Overall, our results suggest that human receivers prefer a fast and provisional grasp during the handover when asked to execute a task as fast as possible. Then re-adjustments are made if the provisional grasp does not allow to ergonomically and efficiently perform the task with the object. To answer the original questions about the impact of the grasping strategy of a robotic passer, our work suggests that while there is no difference in terms of reaching time (to obtain the object from the robot passer), the performances of human receivers are generally improved with a task-oriented strategy adopted by the robot. Moreover, the perceived quality of the interaction improves when the grasping affordance of the object is available to the receivers, who then appreciate the robot as an ally. In this perspective, hand-object interface and tool-use action must be considered by the robot's grasping strategy. The more restrictive the constraints for the use of the object are, the more influential the grasp strategy of the passer becomes.

Although the experimental protocol used in this study was developed to test the effect of the grasping choice of the robotic passer on the performance and subjective perception of the interaction of the receiver, we believe that this protocol can be exploited as is or adapted for testing and benchmarking other aspects connected to the effects of different grasping strategies by the passer.
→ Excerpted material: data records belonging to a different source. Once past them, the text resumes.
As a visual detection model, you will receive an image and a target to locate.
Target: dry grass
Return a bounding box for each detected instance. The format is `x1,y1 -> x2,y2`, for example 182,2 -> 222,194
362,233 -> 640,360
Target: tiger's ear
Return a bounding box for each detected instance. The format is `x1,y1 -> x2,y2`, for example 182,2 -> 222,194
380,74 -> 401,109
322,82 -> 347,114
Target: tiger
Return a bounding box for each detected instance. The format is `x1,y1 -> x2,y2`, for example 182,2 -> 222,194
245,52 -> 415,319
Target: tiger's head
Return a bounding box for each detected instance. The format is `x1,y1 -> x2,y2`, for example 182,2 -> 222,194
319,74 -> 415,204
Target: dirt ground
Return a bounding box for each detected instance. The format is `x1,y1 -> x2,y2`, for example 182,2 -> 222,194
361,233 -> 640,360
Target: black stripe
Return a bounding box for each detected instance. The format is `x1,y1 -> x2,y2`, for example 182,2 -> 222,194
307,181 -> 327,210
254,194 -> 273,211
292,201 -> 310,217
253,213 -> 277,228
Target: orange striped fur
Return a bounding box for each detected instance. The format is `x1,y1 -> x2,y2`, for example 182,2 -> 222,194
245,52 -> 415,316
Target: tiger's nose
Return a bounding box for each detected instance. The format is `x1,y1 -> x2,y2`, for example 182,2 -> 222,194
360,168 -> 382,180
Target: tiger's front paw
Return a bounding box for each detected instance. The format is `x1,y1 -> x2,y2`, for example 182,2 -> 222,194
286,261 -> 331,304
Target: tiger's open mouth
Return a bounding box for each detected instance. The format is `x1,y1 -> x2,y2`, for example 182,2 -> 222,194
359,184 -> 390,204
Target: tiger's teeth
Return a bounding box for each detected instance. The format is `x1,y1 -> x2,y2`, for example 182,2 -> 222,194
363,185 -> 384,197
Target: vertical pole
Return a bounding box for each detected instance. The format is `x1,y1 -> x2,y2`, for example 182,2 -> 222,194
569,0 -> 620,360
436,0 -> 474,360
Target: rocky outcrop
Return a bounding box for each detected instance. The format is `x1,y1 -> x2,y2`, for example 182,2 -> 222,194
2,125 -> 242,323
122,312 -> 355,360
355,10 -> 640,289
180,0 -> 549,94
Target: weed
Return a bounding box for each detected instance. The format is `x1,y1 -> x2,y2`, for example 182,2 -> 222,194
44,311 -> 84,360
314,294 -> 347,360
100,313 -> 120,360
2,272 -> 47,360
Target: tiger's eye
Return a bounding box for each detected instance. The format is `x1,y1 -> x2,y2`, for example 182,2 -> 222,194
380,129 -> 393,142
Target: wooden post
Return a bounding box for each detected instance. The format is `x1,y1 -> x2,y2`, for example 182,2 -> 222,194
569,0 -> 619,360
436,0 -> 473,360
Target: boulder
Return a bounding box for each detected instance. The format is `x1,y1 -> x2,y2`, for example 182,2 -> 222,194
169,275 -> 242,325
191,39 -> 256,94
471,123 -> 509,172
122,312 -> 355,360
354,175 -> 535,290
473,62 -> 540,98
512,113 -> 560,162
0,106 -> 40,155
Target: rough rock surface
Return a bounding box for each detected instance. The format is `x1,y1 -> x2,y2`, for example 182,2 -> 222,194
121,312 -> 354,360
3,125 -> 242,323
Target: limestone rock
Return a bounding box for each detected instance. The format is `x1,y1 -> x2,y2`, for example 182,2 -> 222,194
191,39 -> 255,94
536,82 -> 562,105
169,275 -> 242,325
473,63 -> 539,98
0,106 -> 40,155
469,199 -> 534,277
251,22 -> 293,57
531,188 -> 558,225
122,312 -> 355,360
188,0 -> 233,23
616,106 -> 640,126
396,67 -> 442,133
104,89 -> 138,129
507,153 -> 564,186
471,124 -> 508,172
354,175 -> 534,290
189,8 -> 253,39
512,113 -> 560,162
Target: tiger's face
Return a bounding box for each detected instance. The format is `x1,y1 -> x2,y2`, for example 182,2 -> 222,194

Future work includes the implementation of the studied policies with a fully automated grasping pipeline, which would enable us to test their beneficial effect in long-lasting Human Robot Interaction. Furthermore, our results reflect a general standpoint of the robot-human handover; however, we are considering to run a user-study in a specialized work environment, such as a factory, where skilled workers interact with the robotic passer, the used tools present more distinctive functional parts, and the time constraints are more stringent.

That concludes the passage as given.